Details
Using cutting edge digital imaging techniques, the Making a Mark project examined Neolithic decorated portable artefacts of chalk, stone, bone, antler, and wood from three key regions: southern England and East Anglia; the Irish Sea region (Wales, the Isle of Man and eastern Ireland); and Northeast Scotland and Orkney. Digital analysis revealed, for the first time, the prevalence of practices of erasure and reworking amongst a host of decorated portable artefacts, changing our understanding of these enigmatic artefacts. Rather than mark making being a peripheral activity, we can now appreciate the central importance of mark making to the formation of Neolithic communities across Britain and Ireland.

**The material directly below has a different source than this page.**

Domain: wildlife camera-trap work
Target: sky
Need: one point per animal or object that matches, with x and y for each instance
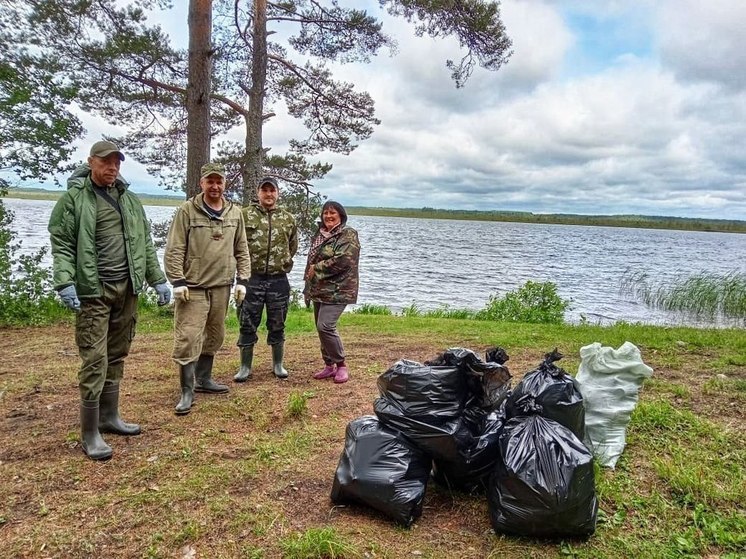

The volume visually documents and discusses the contexts of the decorated portable artefacts from each region, discusses the significance and chronology of practices of erasure and reworking, and compares these practices with those found in other Neolithic contexts, such as passage tomb art, rock art and pottery decoration. A contribution from Antonia Thomas also discusses the settlement art and mortuary art of Orkney, while Ian Dawson and Louisa Minkin contribute with a discussion of the collaborative fine art practices established during the project.
Table of Contents
Reviews & Quotes
"Supported by a comprehensive bibliography, excellent and detailed photography, and that all-important index, Meirion Jones and Diaz-Guardamino provide the reader with a refreshing approach to deconstructing art and how it played a fundamental part in Neolithic society. This book will be an important contribution to the study of this enigmatic subject."
George Nash
Current Archaeology
(24/06/2019)
"By digging below the surface of the designs used, the tools employed and the processes surrounding the creation and deployment of decorated objects, Meirion Jones and Díaz-Guardamino have re-focused the subject with a much higher resolution, akin to that of their RTI images. The details are clearer and new subtleties are emerging. This is an important book which will surely make its own mark in the literature. "
Kate Sharpe
Proceedings of the Prehistoric Society
(29/08/2019)
"The volume is lavishly illustrated… the study is rich in ideas and explores the practices of erasure, revision and reworking. The significance of process is brought into sharp focus in an excellent chapter by Antonia Thomas that deviates from artefacts to discuss the decoration of buildings and tombs in Orkney."